— Что жена пишет? — опросил Сергей.
— Ничего, все нормально. Вот, тоже в отпуск собирается.
Аня бросила быстрый взгляд на Пашку и снова уткнулась в сумку, Пашка затопил печь, поставил уху, и, когда чайник вознес к потолку струйку пара, сели за стол.
— Как насчет этого? — спросил Сергей у Пашки, бултыхнув коньяком.
— Давай. Сегодня день веселый.
Судя по выражению его лица, день сегодня у него действительно был не из последних. Нюрка, обрадованная совершенно неожиданным для нее приглашением на отпуск, писала, что хотя сейчас на ферме и очень тяжело, но она все равно добьется у начальства, чтобы ее отпустили. А не пустят, так уволится. Спрашивала, что прикупить ему, — Пашкин гардероб весь при нем.
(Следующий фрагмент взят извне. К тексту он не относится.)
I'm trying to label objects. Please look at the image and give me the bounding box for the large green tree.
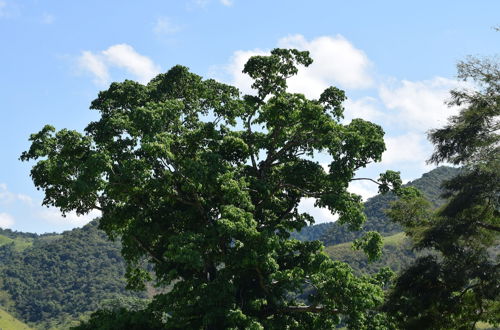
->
[21,49,401,329]
[386,58,500,329]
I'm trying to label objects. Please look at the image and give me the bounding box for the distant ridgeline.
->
[292,166,460,246]
[0,221,145,329]
[0,167,459,329]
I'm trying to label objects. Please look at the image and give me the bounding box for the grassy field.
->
[0,308,32,330]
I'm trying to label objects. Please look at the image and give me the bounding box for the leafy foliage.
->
[21,49,401,329]
[292,166,460,246]
[385,55,500,329]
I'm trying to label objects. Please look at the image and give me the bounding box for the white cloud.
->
[382,132,431,166]
[102,44,160,83]
[78,44,160,85]
[344,96,386,123]
[0,213,14,229]
[209,49,269,94]
[78,51,110,86]
[379,77,464,133]
[278,34,373,97]
[0,183,33,205]
[38,207,101,227]
[153,17,181,35]
[215,35,373,98]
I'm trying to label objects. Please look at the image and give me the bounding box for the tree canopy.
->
[21,49,401,329]
[386,58,500,329]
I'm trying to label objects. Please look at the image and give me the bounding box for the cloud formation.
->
[379,77,463,132]
[38,207,101,227]
[0,183,33,205]
[153,17,181,35]
[77,44,160,86]
[211,34,374,98]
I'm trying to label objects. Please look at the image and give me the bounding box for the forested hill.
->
[0,167,458,329]
[0,221,144,328]
[292,166,459,246]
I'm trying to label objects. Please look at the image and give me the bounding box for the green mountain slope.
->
[325,233,416,274]
[0,308,32,330]
[0,221,144,328]
[292,166,459,246]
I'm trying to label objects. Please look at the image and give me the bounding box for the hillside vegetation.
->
[0,308,32,330]
[292,166,459,246]
[0,167,457,329]
[0,221,145,328]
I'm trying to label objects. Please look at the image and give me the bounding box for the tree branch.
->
[477,221,500,232]
[349,178,382,186]
[279,305,340,314]
[130,235,165,264]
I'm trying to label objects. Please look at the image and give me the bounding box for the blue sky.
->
[0,0,500,233]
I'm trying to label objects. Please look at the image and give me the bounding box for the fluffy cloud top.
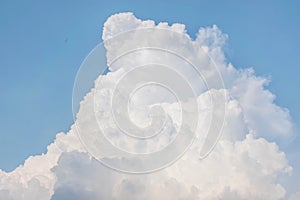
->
[0,13,298,200]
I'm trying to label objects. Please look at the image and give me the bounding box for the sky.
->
[0,1,300,198]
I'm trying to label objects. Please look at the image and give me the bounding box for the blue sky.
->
[0,0,300,171]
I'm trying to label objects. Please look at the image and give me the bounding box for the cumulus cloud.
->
[0,13,298,200]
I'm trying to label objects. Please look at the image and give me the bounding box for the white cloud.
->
[0,13,293,200]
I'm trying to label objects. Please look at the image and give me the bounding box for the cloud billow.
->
[0,13,293,200]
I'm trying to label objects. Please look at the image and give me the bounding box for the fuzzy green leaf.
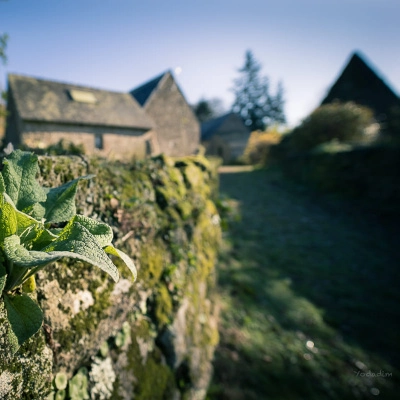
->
[4,235,62,268]
[4,294,43,352]
[0,173,6,193]
[72,215,114,247]
[104,245,137,281]
[0,200,17,243]
[1,150,46,211]
[0,262,7,295]
[42,220,119,282]
[40,175,94,222]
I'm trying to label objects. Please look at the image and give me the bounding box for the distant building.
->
[130,71,200,156]
[5,75,154,159]
[201,113,250,164]
[321,52,400,121]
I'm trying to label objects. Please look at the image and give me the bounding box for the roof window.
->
[68,89,97,104]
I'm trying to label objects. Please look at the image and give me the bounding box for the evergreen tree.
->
[232,50,286,131]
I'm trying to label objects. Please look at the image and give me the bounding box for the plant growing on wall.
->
[0,150,136,352]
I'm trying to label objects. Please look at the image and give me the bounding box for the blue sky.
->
[0,0,400,125]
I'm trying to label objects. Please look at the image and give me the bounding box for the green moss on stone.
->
[154,284,173,326]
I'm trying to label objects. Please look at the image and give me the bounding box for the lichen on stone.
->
[89,357,116,400]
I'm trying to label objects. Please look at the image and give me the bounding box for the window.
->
[94,135,103,149]
[69,89,97,104]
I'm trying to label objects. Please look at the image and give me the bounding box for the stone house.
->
[321,52,400,122]
[201,112,250,164]
[130,71,200,156]
[5,75,154,159]
[4,72,200,160]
Несколько раз спрашивала о его здоровье. Это особенно разволновало его и растрогало. Он благодарно посматривал на Аню, за столом вел себя по-джентльменски. То кусок хлеба подаст ей, то соли подвинет поближе, и все это с озорным подмигиванием Сергею. Мол, гляди, парень, отобью.
Аня как всегда была весела и разговорчива, городские новости сыпались потоком, который останавливал только глоток коньяка. Временами она теряла нить разговора, глаза потухали, и она рассеянно смотрела за окно, где, раскачиваемая ветром, терлась о стекло золотистая ветка клена.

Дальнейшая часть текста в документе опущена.